RT-11 Crashes During UNLOAD

From: Jerome Fine <jhfine_at_idirect.com>
Date: Thu Dec 31 23:47:35 1998

Before I go into the detail, let me first say that this bug likely
is as old as V5.5 (I only have looked at the V5.6 code
on a friend's system) which is when extended device drivers
were first introduced. So, we can say that the bug is about
10 years old and qualifies for this list since V5.5 of RT-11
was released in 1989.

The bug in RT-11 occurs when RT-11 has had a SYSGEN to allow
extended device drivers and a device driver which is extended
(allows more than 8 devices - in my case, I was using a DU:
MSCP device driver which allowed 64 partitions). In a test
case, the following sequence produces a crash:
SRUN KEX.SAV/LEVEL:n/NAME:KEXn for n = 1 => 6
after each do a CTRL/B to return to the background
Then do:
ABORT KEXn for n = 1 => 6
UNLOAD KEXn for n = 1 => 6
I tried this under RT11XM on V5.6 with an RL02 being
the boot device and DU: being auto-installed and not
referenced the whole time. In the actual situation,
DU: was being referenced on a magneto optical disk
drive to obtain specified files, but the DU: device
driver was not LOADed since there was insufficient
space left in low memory. So, although there are
probably a number of work arounds, the real problem
is that UNLOAD has a bug and does not work correctly
in these circumstances.

UNLOAD in KMOVLY has a bug, as far as I can understand.
In fact, possibly more than one. But, for now, just one that I can
handle.
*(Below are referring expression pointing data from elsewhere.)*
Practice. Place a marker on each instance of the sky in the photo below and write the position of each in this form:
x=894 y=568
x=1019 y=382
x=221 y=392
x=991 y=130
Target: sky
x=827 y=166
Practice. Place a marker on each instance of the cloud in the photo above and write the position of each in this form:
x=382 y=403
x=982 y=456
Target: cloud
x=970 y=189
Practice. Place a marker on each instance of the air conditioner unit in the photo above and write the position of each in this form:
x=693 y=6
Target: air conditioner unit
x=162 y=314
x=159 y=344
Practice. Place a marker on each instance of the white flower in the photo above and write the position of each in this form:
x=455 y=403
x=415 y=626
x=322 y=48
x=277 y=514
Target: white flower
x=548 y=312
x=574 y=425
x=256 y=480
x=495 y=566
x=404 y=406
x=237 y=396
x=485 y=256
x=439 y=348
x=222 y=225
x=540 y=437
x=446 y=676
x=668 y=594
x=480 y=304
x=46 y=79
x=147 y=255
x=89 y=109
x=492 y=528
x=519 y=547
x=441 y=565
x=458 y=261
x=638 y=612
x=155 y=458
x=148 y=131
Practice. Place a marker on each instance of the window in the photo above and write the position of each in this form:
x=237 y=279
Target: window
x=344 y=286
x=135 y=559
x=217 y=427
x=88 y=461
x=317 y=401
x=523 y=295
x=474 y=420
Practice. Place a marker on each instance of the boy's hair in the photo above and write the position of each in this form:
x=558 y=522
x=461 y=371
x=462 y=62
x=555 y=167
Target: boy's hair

It would seem, in addition, that co-ordination between
different portions of the monitor may not have been done very
successfully since the USR does have the correct code to handle
the situation (a "Beq" instruction) while UNLOAD seems to
want to ignore the problem. Of course, if the USR had not
handled the problem correctly, there are likely going to be many
more occasions when the bug would have occurred, so in the
USR it was caught and the code is correct.

The exact description of the bug and owner tables may not be
correct. If so, please refer to the SSM. But the essential nature
of the bug is, I believe, correctly described.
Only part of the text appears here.